Lifecycle of an incident
When a product degredation is detected, the product engineering team and Google Cloud Platform Support team work together to resolve the incident and communicate it to you.
Google uses internal and black box moniotoring to detect incidents. For more information, see Chapter 6 of the Site Reliability Engineering book.
When an incident is detected, the Support team leads communication with you. Initial notification of an incident is often sparse, frequently only mentioning the product in question. This is because we prioritize fast notification over detail. Detail can be provided in subsequent updates.
To provide you as much information as possible without overwhelming you with issues that do not affect you, different communication channels are used depending on the scope and severity of an issue:
The Cloud Status Dashboard is the first place to check when you discover an issue is effecting you. The dashboard shows incidents that affect many customers, so if you see an incident listed it is likely related to your problem. To indicate severity, the status dashboard marks incidents as either a disruption or outage. More minor, but still widespread issues are are posted as temporary notices.
The known issues displayed in the Google Cloud Support Center and in the Cloud Console Support page are the most comprehensive view of issues, and includes issues that affect fewer people than are shown on the dashboard. If you suspect a GCP issue but do not see anything on the dashboard, then you should check here.
Support cases are appropriate for issues that do not qualify as incidents or where a one-to-one human touch is needed. The known issues page allows you to create a case from a posted incident so that you get regular updates and can talk to support staff.
Product engineering teams are responsible for investigating the root cause of incidents. Incident management is often done by Site Reliability Engineers but might be done by software engineers or others, depending on the situation and product. For more information, see Chapter 12 of the Site Reliability Engineering Book.

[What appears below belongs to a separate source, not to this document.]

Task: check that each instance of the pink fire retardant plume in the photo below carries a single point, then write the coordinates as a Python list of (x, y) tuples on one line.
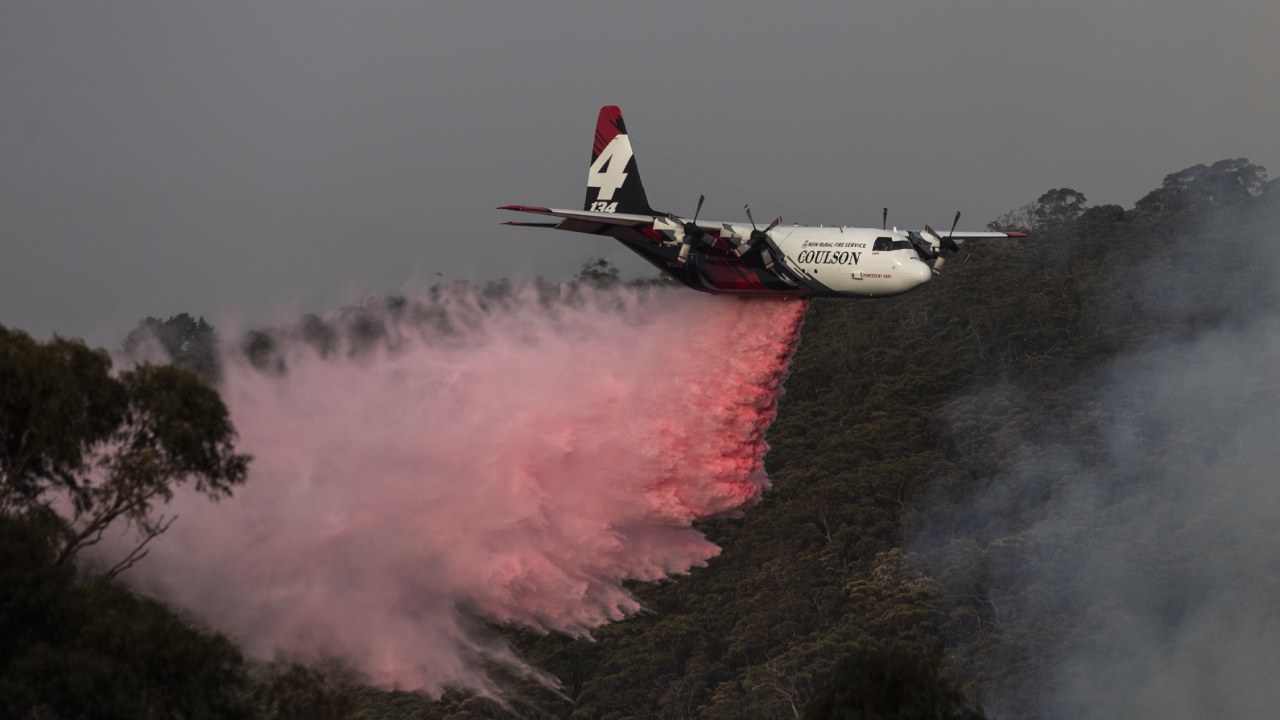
[(513, 459)]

An issue is considered fixed only when changes have been made that Google is confident will end the impact indefinitly. For example, the fix could be rolling back a change that triggered an incident.
While an incident is in progress, Support and the Product team will attempt to mitigate the issue. Mitigation is when the impact or scope can of an issue can be reduced, for example by temporarily providing additional resources to a service suffering overload.
If no mitigation has been found, when possible, the Support team will find and communicate workarounds. Workarounds are steps that you can take to solve the underlying need despite the incident. A workaround might be to use different settings for an API call to avoid a problematic code path.
While an incident is ongoing, the Support team provides regular updates. Updates typically provide:
More information about the incident, such as error messages, zones or regions affected, which features are affected, or percentages of impact.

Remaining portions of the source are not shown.